Schemas can be deeply nested.
class Address(BaseModel):
    street: str
    city: str
    country: str

class Contact(BaseModel):
    name: str
    email: str
    address: Address
    tags: list[str]

JSON Object Mode (Fallback)

For models that don’t support json_schema, use json_object mode with a system prompt instructing the model to return JSON.
response = client.chat.completions.create(
    model="gpt-4o-mini",
    messages=[
        {
            "role": "system",
            "content": 'Return a JSON object with keys: "name" (string), "score" (number 1-10), "tags" (array of strings).'
        },
        {"role": "user", "content": "Analyze this product description: ..."}
    ],
    response_format={"type": "json_object"},
)

data = json.loads(response.choices[0].message.content)
json_object mode guarantees valid JSON but not schema conformance.

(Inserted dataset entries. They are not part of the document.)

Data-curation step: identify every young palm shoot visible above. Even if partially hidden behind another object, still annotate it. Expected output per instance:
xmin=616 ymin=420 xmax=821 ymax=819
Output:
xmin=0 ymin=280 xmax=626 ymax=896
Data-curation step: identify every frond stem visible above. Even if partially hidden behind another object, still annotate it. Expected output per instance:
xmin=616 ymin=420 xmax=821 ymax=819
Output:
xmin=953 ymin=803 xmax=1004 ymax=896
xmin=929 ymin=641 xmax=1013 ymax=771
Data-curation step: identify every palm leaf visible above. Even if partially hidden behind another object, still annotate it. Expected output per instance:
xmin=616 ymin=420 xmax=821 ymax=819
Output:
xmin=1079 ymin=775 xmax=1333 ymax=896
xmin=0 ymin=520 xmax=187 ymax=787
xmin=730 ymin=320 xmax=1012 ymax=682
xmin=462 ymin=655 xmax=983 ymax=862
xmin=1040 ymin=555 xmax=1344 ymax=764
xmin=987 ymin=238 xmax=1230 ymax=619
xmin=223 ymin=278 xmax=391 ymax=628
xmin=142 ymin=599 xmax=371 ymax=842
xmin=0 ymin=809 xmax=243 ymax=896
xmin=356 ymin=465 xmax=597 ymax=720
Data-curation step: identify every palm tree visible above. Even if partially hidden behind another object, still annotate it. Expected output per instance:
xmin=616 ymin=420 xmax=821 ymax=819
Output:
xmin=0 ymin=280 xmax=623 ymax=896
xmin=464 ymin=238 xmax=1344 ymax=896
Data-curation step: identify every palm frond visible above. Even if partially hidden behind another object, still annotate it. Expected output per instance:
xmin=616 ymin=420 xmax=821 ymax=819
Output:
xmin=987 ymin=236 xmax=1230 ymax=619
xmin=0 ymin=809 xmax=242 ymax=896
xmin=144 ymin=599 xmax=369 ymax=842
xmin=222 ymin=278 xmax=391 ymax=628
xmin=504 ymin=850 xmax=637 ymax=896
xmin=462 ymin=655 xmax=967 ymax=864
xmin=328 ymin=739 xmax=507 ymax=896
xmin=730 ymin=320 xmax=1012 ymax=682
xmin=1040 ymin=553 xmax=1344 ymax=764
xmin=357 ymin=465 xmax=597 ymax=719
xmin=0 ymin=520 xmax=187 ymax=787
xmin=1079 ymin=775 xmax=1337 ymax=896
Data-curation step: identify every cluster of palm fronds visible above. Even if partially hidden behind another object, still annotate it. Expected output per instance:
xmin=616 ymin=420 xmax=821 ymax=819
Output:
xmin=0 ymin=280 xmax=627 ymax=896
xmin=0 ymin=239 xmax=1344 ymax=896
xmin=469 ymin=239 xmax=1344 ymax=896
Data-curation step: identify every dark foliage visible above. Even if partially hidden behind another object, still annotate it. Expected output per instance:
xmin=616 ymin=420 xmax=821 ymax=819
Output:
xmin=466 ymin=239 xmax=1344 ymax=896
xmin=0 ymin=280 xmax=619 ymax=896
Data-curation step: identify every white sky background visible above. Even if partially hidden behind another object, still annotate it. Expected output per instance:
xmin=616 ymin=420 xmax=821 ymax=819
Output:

Always validate the output against your expected shape before using it in production.

Schema Design Tips

Prevents the model from including unexpected fields that could break downstream parsers.
{
  "type": "object",
  "properties": {...},
  "required": ["name", "value"],
  "additionalProperties": false
}
With strict: true, every property must appear in required. Optional fields should use a union type like ["string", "null"].
"nickname": {"type": ["string", "null"]}
Enums are strictly enforced and reduce hallucination on fields with a known set of values.
"status": {"type": "string", "enum": ["active", "inactive", "pending"]}
Deeply nested schemas increase the chance of refusal on complex inputs. Flatten where the structure allows.